I think of certain novels as having happened within the same world as the series/films: Ecklar's The Kobayashi Maru The 21st Century parts of Federation much of Dark Mirror and The Romulan Way The vague outline of Best Destiny and general concepts of Atlantis Station and Capture the Flag (I read these three in elementary school) sometimes Shatner's The Return Bajor's accession to the Federation in Unity I don't much concern myself with how everything fits together. I do tend to think of the Dark Mirror version of the Mirror Universe - which is more of a direct mirror for the TNG situation - than the Deep Space Nine version, which I suppose I think of as compartmentalized within Deep Space Nine somehow (I've never really given it much thought). And I only really think to include the Enterprise episodes I watched during the first two seasons (I didn't like the Xindi storyline or most of season four). Mostly, I seem to remember episodes involving the Vulcans, the Andorians, and Columbia. I don't tend to organize any of this consciously. Generally speaking, my impressions of Star Trek, regardless of source, compose what I think of as its whole.

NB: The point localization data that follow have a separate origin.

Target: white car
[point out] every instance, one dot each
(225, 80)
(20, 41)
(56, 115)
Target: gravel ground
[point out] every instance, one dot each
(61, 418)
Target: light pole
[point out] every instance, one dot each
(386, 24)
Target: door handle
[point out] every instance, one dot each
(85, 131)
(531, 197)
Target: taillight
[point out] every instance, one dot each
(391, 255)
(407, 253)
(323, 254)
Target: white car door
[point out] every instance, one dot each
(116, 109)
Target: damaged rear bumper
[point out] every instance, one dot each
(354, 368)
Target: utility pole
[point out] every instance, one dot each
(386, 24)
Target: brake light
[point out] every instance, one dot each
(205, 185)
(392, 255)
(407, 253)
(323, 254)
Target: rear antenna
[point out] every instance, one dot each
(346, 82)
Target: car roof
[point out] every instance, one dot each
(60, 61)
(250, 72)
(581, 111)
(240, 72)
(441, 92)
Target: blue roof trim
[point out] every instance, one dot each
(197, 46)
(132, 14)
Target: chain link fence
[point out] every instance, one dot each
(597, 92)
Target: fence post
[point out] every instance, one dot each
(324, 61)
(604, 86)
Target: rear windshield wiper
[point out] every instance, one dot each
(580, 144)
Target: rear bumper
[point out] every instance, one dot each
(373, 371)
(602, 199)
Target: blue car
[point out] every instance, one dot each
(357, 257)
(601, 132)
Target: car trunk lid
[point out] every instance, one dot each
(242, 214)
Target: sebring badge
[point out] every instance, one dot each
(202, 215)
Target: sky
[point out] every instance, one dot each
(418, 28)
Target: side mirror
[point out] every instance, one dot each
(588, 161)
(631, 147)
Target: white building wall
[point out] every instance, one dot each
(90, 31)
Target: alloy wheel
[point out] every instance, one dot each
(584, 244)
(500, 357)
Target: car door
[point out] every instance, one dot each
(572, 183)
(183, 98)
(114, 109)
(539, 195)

I definitely have a personal canon. Star Trek is FICTION - not religion! It's okay to pick and choose. Honestly, it's hard to see how anyone can avoid having a personal canon. Does anyone really think Enterprise-A has 76 decks and all of them can be accessed from a single elevator shaft as we saw on STV-TFF?! Some "canon" is absolutely in contradiction with other "canon." You can't accept all of it.

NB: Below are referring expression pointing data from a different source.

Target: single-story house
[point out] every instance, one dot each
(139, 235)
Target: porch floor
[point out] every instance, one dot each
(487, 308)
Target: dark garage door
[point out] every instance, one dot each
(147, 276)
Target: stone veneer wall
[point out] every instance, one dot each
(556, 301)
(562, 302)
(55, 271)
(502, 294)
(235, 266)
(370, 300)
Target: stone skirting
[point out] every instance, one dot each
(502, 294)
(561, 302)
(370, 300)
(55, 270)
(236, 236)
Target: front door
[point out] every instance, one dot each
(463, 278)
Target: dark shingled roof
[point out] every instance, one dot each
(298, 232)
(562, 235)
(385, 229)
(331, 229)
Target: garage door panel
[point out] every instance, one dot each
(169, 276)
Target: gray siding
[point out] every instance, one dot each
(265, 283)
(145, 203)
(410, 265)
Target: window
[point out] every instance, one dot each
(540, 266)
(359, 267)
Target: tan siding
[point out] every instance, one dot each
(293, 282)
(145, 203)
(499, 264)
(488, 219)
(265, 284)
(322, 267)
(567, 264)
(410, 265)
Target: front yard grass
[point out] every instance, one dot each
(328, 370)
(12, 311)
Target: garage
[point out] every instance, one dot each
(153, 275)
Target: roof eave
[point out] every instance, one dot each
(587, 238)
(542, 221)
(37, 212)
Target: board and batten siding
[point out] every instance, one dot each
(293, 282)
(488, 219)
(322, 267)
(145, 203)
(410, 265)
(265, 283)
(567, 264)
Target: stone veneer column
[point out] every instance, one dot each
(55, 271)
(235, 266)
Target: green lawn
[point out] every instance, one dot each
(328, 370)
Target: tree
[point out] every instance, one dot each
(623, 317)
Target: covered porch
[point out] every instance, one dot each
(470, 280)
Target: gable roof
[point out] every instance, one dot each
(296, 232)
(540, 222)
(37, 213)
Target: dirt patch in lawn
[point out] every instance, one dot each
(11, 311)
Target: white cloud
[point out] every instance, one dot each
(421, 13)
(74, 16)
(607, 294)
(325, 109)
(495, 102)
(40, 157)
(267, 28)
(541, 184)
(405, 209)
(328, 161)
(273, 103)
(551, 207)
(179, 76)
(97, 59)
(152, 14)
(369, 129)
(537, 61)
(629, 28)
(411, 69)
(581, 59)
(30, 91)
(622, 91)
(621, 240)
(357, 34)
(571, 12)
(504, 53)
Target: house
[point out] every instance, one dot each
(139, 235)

Well most of the people have no personal canon because they simply don't care. Then there is no "I have to accept his, I have to disagree with that". Which is a healthy attitude.
Sort of...and yet not really. I guess I'd describe it as more of a preferred alternate universe, out of many universes we've seen in Trek. So everything onscreen happened (well, it happened onscreen), but I like to imagine an alternate universe where some things didn't happen. All the fanfic I write (well, most of it) deals with Alternate Universes...so for example in the "Prime" universe Trip died in TATV but not in the universe I write in. I have a personal canon in my personally imagined alternate universe(s) but not for anything that happened onscreen. I agree with you in principle. None of it really happened at all, so either 'believing' everything or selecting what you want to believe makes sense to me. Some of the time, anyways. And there's always details I fill in in my mind...another example, in the episode "Cogenitor" the Vissians say cogenitors make up 3 percent of the population. That seems preposterous to me, I like to think the universal translator translated 33 percent incorrectly.

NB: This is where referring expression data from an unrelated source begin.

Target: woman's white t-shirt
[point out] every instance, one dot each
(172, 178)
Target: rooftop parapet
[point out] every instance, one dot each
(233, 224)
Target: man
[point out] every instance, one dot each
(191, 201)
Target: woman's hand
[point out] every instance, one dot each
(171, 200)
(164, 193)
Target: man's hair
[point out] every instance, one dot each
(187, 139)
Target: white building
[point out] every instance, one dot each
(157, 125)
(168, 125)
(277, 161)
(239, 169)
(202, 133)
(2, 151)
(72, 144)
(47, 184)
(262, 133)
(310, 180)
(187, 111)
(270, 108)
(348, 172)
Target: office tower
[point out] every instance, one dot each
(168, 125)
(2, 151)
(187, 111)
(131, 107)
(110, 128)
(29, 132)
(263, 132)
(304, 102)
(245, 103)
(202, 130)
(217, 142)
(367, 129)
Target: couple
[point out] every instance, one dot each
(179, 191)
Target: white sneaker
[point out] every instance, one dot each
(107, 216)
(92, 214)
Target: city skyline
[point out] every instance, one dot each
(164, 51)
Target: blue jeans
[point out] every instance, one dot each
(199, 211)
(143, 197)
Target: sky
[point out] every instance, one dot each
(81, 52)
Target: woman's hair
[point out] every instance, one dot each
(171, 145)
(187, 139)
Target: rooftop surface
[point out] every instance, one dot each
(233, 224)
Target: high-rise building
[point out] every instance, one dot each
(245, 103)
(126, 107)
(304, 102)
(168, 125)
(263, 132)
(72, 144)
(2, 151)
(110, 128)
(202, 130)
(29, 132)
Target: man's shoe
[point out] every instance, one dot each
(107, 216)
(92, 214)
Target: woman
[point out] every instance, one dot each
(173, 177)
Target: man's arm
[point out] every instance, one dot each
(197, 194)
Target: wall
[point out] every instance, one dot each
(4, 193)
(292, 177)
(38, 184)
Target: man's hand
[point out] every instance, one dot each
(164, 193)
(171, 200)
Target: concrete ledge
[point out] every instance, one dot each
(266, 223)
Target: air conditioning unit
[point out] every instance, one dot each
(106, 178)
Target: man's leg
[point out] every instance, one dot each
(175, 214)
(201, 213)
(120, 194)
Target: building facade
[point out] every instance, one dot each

I tend to take certain bits from the TNG & DS9 Technical Manuals, as well as bits from the Star Trek Encyclopedia as canon, as long as they don't contradict onscreen material and really sort of fit onscreen material pretty good. It's actually interesting that the names of most starship classes--such as the Oberth, Miranda, Akira, and Sovereign-classes (to name a few)--have never actually never been mentioned onscreen. Otherwise, I don't dismiss anything onscreen, even if I don't personally like it.
I don't have a personal cannon. I don't even own a gun. Hell, I ain't even got a freakin' water pistol!
My attitute as well. I don't really care how many decks there are in the Big E. It changes nothing about my enjoyment of the show. The only moment I care about "canonical information" is when I play my RPG, and even then only when the game master decides to be anal retentive about it.